Но, повторяю, в русской революции я видел начало мира для всех, событие,
ничего общего не имеющее с советским империализмом нашего времени.
Ф. С. Насколько я знаю, эти стихи не попали в книгу.
X. Л. Б. Эти стихи я уничтожил, потому что они никуда не годились.
Ф. С. А вам было восемнадцать или девятнадцать
лет.
X. Л. Б. Да, и я пробовал идти в ногу со временем и собирался стать
поэтом-экспрессионистом. Сейчас я перестал верить в литературные школы и
верю в отдельных людей.
Ф. С. Не кажется ли вам парадоксальным, что один и тот же народ дал
миру Шопенгауэра и Гитлера?
X. Л. Б. Пожалуй, немецкий народ, наряду с английским, -- один из самых
удивительных в мире. Например, как вы заметили, он дал Шопенгауэра, создал
немецкую музыку; и в то же время покорился такому человеку, как Гитлер.

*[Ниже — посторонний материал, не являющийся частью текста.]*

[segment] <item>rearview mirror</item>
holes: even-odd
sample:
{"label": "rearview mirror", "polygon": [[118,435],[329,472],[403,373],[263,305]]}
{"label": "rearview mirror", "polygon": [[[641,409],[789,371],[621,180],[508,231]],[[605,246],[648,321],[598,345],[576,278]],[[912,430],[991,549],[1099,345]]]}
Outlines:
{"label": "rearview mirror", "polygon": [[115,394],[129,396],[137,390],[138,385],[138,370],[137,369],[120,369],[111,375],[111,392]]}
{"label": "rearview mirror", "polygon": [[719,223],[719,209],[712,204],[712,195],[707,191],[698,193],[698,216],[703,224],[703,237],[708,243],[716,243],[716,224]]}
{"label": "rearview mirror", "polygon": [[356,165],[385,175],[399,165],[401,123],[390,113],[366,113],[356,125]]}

Уэллс считал, что спасение человечества -- в образовании. Эту мысль можно
было бы
спародировать, приведя строки из стихотворения Элиота, которые звучат
примерно так:
Где мудрость, утраченная нами ради знания? Где знание, утраченное нами
ради сведений?
Конечно, я не вижу иного пути, ведущего нас к мудрости, кроме как через
знание и через сведения. Однако если имеется страна, обладающая сведениями и
обладающая знаниями, то это именно Германия. И все же такую страну удалось
сбить с толку, я не могу постичь этого противоречия. Но оно существует. Что
заметно в немцах -- и что, бесспорно, отсутствует у Шопенгауэра -- это
почитание авторитетов, напоминающее уважение китайцев к иерархии, огромную
важность для них титулов и чинов. Думаю, что в этом отношении мы гораздо
скептичнее немцев: мы сознаем, что иерархия зависит от обстоятельств, а они,
в свою очередь, от случая. Напротив, в Германии, давшей миру
философов-скептиков, народ скептицизмом не отличается. Немцы чтут
авторитеты, и шиллеровская фраза: "Weltgeschichte ist das Weltgericht" (то
есть "История есть высший суд") -- отражает преклонение перед успехом, что
кажется мне типично немецкой чертой. Противоположностью этой фразе может
служить высказывание одного английского мыслителя: "Нет большего краха, чем
успех". Вы видите, что немецкие солдаты великолепны, но похоже, что они не
способны сражаться за обреченное дело. Испанская эскадра после поражения на
Кубе вышла в море и была потоплена. А немецкая эскадра в 1918 году, как вы
помните, поняв, что сопротивление бесполезно, сдалась английскому флоту.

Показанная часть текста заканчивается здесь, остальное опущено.